Writing Music - Guido D’Arezzo

Did you know that until the 11th century music could only be taught and learned by hearing it. That's the main reason we dont know what music the psalms were originally set too. No one could write music down on paper as we can today. The very confusing patterns of dots on lines I am struggling with right now were originally developed by an Italian monk called Guido D’Arezzo, as a way for music to be learned without ever hearing it. He wrote in a letter to a friend:

Pope John, who governs the Roman Church, heard of our song-school’s reputation. He heard in particular of how, by means of our antiphoners boys could learn songs they had never heard. He was greatly astonished, and sent three messengers to bring me to him… The pope was most glad to see me… and asked a great many questions. He turned over the pages of the antiphoner as if it were some great prodigy… He did not move from the place where he sat… until he had learned to sing one versicle that he had never heard
Guido also gave us the naming for the notes in a musical scale, by using a hymn in praise of St. John the Baptist, ‘Ut Queant laxis’ where each line began with a new note of an ascending scale. The syllables sung at the beginnings of each line could be separated from the hymn and made to represent each note of the scale:

UT queant laxis
REsonare fibris
MIra gestorum
FAmuli tuorum
SOlve pollutes
LAbii Reates, Sancti Johanne

If like me you don't speak Latin here is the English version of the hymn.

So that your servants may, with loosened voices, resound the wonders of your deeds, clean the guilt from our stained lips, O Saint John

These notations do, ray, me, fa, so, la, (te came much later as it wasn't part of the medieval scale) allowed more complex compositions to be distributed to a much wider audience and ultimately to Julie Andrews and an Austrian family running around singing in clothes made out of curtains.

The letter from Guido is quoted from The Story of Christian Music by Andrew Wilson-Dickson, (Lion Publishing: England, 1992).

Learning to Sing

I love music.
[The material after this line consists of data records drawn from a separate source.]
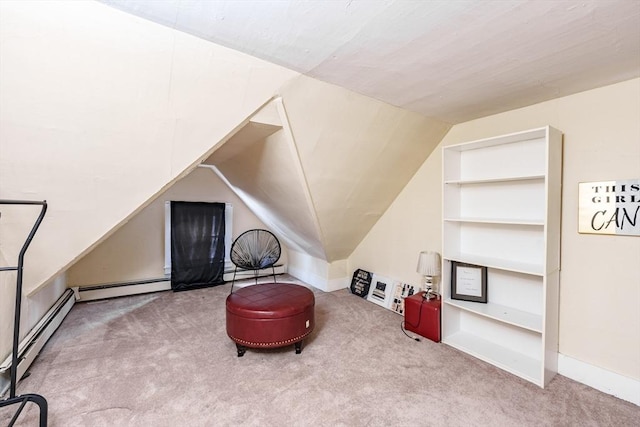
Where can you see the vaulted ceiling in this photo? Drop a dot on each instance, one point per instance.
(323, 175)
(450, 60)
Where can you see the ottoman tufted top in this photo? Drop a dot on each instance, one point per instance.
(270, 301)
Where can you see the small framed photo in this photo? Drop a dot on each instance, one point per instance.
(468, 282)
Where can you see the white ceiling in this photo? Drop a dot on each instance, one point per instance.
(452, 60)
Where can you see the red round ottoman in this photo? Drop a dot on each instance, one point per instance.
(270, 315)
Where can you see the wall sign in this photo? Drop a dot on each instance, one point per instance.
(609, 207)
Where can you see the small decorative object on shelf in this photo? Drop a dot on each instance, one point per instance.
(400, 292)
(429, 267)
(468, 282)
(380, 291)
(361, 282)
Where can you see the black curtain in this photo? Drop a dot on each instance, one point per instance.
(197, 245)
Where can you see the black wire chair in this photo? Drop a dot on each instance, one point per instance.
(254, 250)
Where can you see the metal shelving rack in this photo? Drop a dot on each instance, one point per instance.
(25, 398)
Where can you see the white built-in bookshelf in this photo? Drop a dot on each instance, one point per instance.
(501, 210)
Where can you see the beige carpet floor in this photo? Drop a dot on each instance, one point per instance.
(164, 359)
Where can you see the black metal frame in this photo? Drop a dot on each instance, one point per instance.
(35, 398)
(255, 269)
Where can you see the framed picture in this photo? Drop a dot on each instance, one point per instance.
(361, 282)
(468, 282)
(380, 291)
(400, 292)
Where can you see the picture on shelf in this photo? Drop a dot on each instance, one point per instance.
(361, 282)
(400, 292)
(380, 291)
(468, 282)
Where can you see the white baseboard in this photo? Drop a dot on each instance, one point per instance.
(622, 387)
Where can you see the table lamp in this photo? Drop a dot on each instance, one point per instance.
(429, 267)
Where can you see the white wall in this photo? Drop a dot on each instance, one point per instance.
(136, 250)
(100, 110)
(599, 281)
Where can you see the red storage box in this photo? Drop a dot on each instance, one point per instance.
(422, 316)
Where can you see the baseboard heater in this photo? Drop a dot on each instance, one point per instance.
(112, 290)
(31, 344)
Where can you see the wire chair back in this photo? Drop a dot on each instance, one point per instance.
(255, 250)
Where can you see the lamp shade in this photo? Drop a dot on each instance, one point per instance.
(429, 263)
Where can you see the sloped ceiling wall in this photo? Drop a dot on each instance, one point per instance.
(100, 111)
(336, 162)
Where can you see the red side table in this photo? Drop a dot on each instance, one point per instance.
(422, 316)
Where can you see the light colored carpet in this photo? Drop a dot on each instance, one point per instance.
(164, 359)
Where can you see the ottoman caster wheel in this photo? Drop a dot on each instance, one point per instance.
(241, 350)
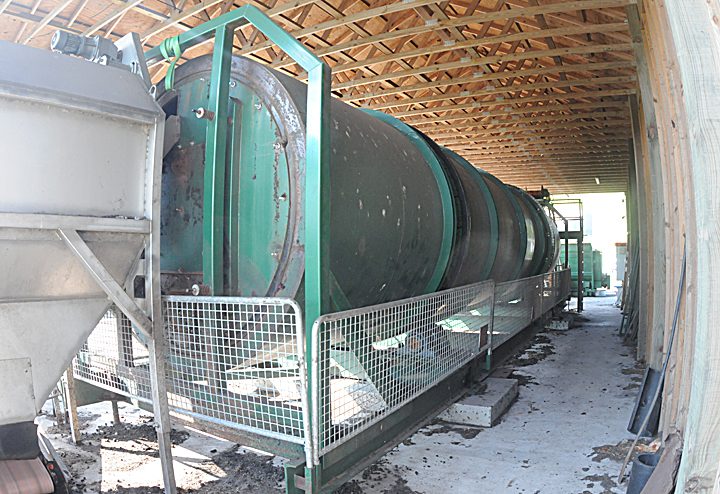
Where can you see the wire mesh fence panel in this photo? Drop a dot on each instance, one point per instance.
(114, 358)
(369, 362)
(238, 362)
(517, 305)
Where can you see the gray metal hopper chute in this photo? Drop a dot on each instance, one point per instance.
(78, 196)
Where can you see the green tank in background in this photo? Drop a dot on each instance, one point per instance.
(593, 277)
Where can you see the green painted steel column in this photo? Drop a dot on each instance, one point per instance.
(317, 148)
(215, 160)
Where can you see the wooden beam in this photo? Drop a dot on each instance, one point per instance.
(512, 120)
(485, 41)
(473, 19)
(343, 21)
(493, 76)
(484, 105)
(119, 12)
(694, 35)
(447, 117)
(594, 81)
(658, 224)
(463, 62)
(452, 130)
(4, 5)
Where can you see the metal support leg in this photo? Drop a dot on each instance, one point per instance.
(153, 328)
(71, 403)
(161, 409)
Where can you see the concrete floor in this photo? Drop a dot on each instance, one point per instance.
(566, 433)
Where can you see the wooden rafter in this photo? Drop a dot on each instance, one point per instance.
(532, 90)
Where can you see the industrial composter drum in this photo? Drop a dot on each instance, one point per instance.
(407, 217)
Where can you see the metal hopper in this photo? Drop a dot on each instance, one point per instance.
(78, 194)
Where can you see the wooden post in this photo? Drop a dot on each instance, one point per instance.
(645, 288)
(696, 38)
(657, 209)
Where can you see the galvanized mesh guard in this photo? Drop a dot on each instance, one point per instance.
(238, 362)
(369, 362)
(113, 358)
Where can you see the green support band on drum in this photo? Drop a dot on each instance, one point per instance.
(443, 186)
(492, 211)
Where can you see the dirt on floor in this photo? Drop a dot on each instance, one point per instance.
(123, 459)
(381, 478)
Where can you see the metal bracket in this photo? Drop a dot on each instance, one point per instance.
(106, 281)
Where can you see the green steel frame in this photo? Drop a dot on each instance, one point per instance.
(317, 149)
(372, 443)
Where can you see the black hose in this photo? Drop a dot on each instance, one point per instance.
(678, 299)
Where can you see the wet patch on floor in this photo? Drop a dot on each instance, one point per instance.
(441, 427)
(380, 477)
(143, 432)
(606, 482)
(541, 348)
(242, 472)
Brice Springsteen to Beethoven and Amazing Grace to Living on a Prayer. Music is special, music is a gift, and music adds something special to words. I love the way music and songs capture feelings. They can lift your spirits and let you soar, they can bring tears to your eyes and pain to your heart. They wind themselves around your memories so much that a song you haven't heard for thirty years can take you straight back to the moment you heard it. Songs bind people together, couples have songs, countries have songs. We sing songs of love, songs of worship. Music can be happy and sad, funny and inspiring it can even be educational. I love music, but I can't sing or play a note. Which is a problem as this year I have to sing the Exultet, a 10 minute plain song, singing the praises of the Easter Candle.
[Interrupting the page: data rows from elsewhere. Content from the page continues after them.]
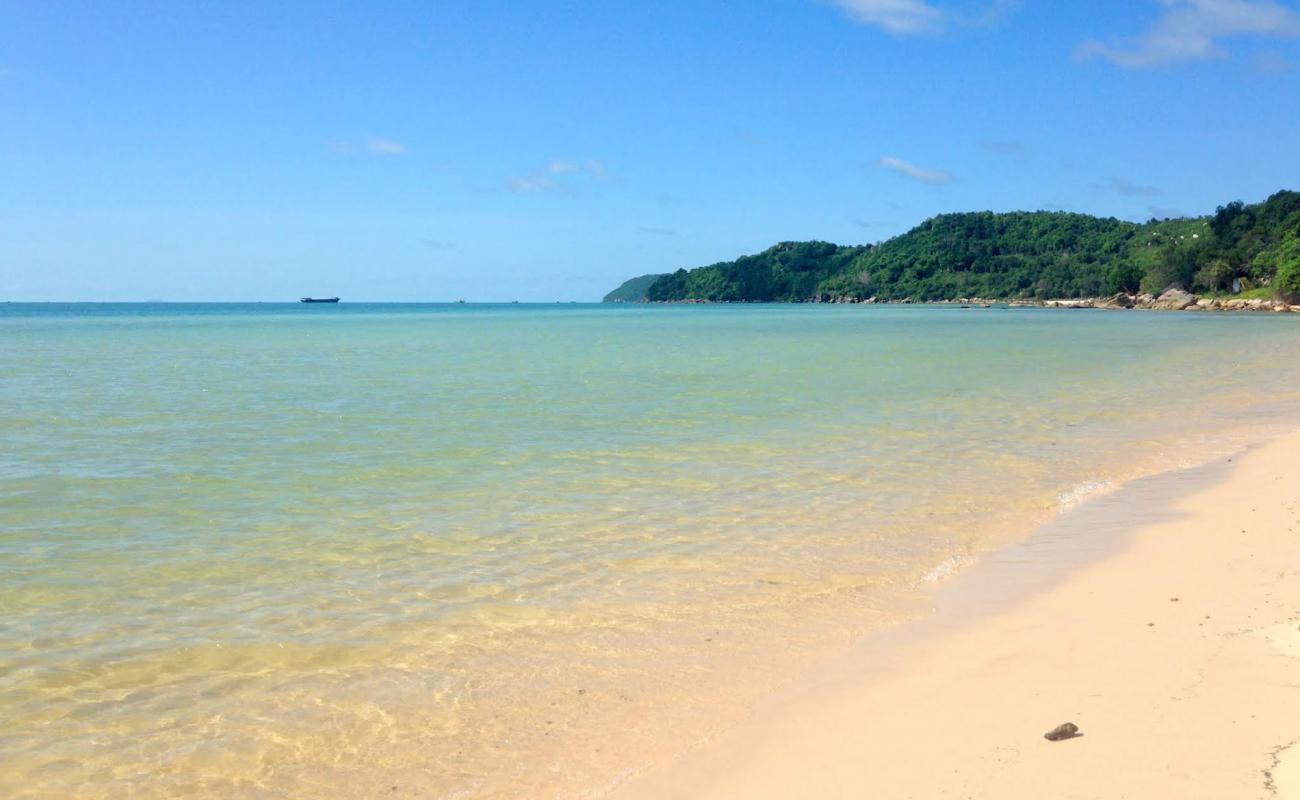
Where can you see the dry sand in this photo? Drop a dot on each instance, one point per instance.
(1164, 619)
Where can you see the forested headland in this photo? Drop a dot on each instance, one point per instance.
(1017, 255)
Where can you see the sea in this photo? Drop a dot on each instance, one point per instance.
(525, 550)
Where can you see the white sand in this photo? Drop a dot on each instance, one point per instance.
(1177, 699)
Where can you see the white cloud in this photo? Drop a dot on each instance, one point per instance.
(654, 230)
(910, 17)
(915, 173)
(1006, 147)
(555, 174)
(1132, 190)
(1190, 30)
(896, 16)
(385, 147)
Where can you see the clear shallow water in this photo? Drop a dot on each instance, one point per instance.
(475, 550)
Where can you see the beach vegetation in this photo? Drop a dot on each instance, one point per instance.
(1018, 255)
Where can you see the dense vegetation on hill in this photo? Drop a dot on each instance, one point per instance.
(788, 272)
(1019, 255)
(633, 290)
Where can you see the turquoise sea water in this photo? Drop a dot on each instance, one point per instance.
(475, 550)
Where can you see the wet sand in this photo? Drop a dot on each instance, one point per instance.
(1164, 619)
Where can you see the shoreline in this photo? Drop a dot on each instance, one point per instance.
(1173, 299)
(1188, 697)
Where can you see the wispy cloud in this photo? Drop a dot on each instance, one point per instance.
(896, 16)
(655, 232)
(934, 177)
(557, 176)
(913, 17)
(1132, 190)
(1004, 147)
(385, 147)
(1190, 30)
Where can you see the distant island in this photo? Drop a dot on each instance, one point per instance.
(1243, 250)
(633, 290)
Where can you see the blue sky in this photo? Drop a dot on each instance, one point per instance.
(538, 151)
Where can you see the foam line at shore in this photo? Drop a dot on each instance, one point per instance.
(1161, 618)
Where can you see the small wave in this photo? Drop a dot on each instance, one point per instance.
(947, 569)
(1083, 492)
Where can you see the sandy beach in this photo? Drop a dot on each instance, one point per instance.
(1162, 619)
So I have to learn to sing, which means practice and some very frustrating hours for my teachers. I have been amazed at how I can't hear differences in notes that they can. I'm flat here or sharp there. It all sounds the same to me. Then we go right back to basics, just like they did in The Sound Of Music, and I started practising scales. Do, Ray, Me, Fa, So, La, Te. Only five notes to start with, C to G. I downloaded a piano app for the phone and a frequency analyser for the iPad. When I played the notes on the piano I could see them appear on the iPad as lines, then all I had to do was copy them with my voice. An hour later I could copy the 5 notes, two days later I can manager 7 notes. I need nine for the Exultet, I have 2 months I'll get there.
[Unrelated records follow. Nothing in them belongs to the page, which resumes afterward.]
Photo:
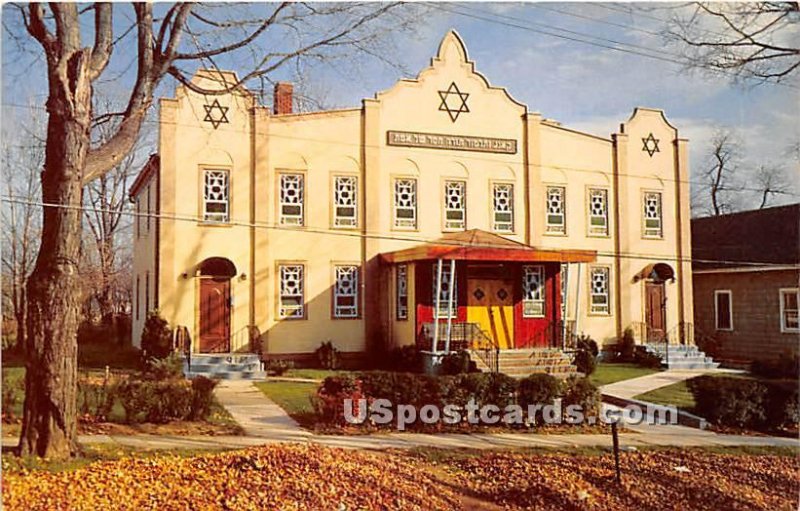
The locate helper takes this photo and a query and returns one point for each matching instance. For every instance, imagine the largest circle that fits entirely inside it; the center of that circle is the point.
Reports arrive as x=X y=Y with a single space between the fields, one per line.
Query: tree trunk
x=49 y=423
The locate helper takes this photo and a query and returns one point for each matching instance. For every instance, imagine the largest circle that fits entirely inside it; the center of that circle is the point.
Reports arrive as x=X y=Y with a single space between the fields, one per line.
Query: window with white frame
x=598 y=211
x=345 y=196
x=599 y=291
x=790 y=298
x=444 y=290
x=533 y=291
x=345 y=292
x=455 y=205
x=405 y=203
x=401 y=285
x=291 y=198
x=652 y=215
x=723 y=309
x=216 y=196
x=556 y=210
x=292 y=301
x=503 y=207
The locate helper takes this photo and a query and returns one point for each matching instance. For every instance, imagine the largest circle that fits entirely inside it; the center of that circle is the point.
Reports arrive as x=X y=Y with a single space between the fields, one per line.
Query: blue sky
x=585 y=87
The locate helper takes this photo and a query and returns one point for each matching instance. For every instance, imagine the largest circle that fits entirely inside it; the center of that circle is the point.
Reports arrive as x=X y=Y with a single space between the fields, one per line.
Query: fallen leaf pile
x=650 y=480
x=302 y=477
x=263 y=478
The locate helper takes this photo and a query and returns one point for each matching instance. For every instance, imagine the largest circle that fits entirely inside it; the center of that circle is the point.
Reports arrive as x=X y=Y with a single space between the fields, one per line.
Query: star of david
x=650 y=145
x=454 y=102
x=219 y=118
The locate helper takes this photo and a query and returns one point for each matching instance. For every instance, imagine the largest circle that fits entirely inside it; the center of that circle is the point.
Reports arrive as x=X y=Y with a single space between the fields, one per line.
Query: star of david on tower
x=454 y=102
x=650 y=145
x=216 y=114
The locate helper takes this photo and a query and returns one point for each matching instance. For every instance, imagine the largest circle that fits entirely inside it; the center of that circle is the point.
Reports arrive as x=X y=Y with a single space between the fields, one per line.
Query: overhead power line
x=364 y=234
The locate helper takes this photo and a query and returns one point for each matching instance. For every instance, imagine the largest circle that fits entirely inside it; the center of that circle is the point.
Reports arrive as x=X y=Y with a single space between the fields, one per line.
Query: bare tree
x=750 y=40
x=22 y=159
x=770 y=181
x=176 y=36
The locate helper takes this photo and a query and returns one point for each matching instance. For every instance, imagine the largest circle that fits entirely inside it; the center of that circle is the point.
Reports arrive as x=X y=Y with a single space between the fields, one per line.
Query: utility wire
x=464 y=155
x=365 y=234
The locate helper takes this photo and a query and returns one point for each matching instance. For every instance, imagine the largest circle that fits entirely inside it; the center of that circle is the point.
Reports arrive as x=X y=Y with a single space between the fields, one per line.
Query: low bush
x=457 y=362
x=538 y=389
x=784 y=367
x=736 y=402
x=581 y=392
x=327 y=356
x=156 y=337
x=278 y=367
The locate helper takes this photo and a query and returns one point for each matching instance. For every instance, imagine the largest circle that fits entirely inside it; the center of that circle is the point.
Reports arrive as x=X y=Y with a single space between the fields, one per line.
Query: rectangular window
x=345 y=196
x=291 y=199
x=556 y=210
x=148 y=210
x=455 y=205
x=146 y=293
x=137 y=298
x=790 y=298
x=533 y=291
x=652 y=215
x=405 y=203
x=723 y=309
x=292 y=303
x=444 y=294
x=598 y=211
x=216 y=196
x=503 y=207
x=599 y=291
x=401 y=285
x=345 y=292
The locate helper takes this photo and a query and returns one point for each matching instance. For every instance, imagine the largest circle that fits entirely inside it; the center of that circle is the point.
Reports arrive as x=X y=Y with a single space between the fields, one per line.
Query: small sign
x=452 y=142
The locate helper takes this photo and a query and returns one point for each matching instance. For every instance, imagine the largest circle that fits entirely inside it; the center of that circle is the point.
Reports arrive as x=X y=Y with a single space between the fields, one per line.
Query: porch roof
x=478 y=245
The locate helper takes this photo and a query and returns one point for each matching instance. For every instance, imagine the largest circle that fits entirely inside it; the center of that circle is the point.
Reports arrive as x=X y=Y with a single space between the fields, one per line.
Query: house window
x=652 y=215
x=599 y=291
x=556 y=210
x=598 y=211
x=503 y=205
x=401 y=285
x=345 y=193
x=345 y=292
x=291 y=291
x=137 y=298
x=790 y=298
x=723 y=309
x=148 y=211
x=455 y=205
x=533 y=291
x=215 y=196
x=291 y=199
x=405 y=203
x=444 y=291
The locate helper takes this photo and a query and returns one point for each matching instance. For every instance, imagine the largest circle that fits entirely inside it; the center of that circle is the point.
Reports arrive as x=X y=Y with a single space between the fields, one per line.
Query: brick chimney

I have practised every night this week, and I can feel my voice getting stronger. I can almost hear the difference between a good note and the normal bad ones. I am having fun and like a small child I love the surprised looks on the faces of those around me when I get things right and improve. Learning something new, learning something as wonderful as singing is a joy and a privilege. I don't think I will ever be a great musician or even an average one, but God has given me a voice, he's given me a love of music, and he's asked me to sing for him. Lucky me!